CFK’s model has potential for global scale. My team’s 2024 study conducted in the Democratic Republic of Congo (DRC) suggested that the most powerful allies aren’t outsiders, but respected local leaders such as the church pastors and the wives of the imams, using their community’s own values and traditions to stand up for others.
When they decided to turn their knowledge and power into a strength, they used their influence to teach an estimated 30,000 congregants about healthy relationships characterized by respect, gender equity, nonviolence, and empowerment. Four years later, gender-based violence had dropped dramatically by 50 to 85%.

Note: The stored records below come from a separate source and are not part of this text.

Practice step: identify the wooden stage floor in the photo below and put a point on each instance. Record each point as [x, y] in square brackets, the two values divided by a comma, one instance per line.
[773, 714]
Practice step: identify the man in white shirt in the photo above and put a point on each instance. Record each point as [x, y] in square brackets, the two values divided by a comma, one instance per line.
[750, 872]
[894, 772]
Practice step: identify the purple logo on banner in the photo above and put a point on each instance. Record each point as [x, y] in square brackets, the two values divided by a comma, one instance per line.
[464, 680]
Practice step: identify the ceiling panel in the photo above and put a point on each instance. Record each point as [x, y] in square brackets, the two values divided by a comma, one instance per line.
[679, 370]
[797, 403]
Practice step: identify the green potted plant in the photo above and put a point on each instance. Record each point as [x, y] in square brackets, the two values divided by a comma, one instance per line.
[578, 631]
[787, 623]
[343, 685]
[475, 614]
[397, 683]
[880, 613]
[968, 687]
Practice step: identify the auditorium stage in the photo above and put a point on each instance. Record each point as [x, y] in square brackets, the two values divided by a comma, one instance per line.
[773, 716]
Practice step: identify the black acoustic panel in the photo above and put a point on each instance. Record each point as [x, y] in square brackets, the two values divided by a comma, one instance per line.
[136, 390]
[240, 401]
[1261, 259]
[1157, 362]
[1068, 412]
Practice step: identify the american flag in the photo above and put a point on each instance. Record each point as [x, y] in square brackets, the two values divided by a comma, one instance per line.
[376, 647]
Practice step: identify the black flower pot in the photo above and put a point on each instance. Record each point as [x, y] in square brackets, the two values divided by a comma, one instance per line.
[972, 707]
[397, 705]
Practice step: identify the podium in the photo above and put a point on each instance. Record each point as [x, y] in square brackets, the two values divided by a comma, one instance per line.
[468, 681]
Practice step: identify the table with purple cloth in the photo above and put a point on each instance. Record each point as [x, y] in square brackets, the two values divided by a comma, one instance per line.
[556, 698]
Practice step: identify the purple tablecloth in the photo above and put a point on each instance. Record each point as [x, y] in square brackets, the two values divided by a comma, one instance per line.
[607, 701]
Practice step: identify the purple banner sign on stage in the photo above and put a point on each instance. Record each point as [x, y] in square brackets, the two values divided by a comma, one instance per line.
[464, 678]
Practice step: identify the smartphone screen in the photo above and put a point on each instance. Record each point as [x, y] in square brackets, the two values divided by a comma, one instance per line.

It’s time for governments and aid agencies to recognize and empower non-traditional allies as an invaluable resource in the fight against gender-based violence. Target 5.2 of the Sustainable Development Goals (SDGs) calls to eliminate all forms of violence against all women and girls in the public and private spheres, including trafficking, sexual exploitation, and other types of exploitation.
The day after the landlord in Kibera contacted the emergency line, he called back to deliver hopeful news. The little girl had suffered serious injuries from the attack and was taken to the hospital, but doctors said she would survive because of the timely intervention. Her life was saved thanks to an unexpected ally: the landlord.
Meg Warren, Ph.D. is Professor of Management, Western Washington University, Bellingham, Washington.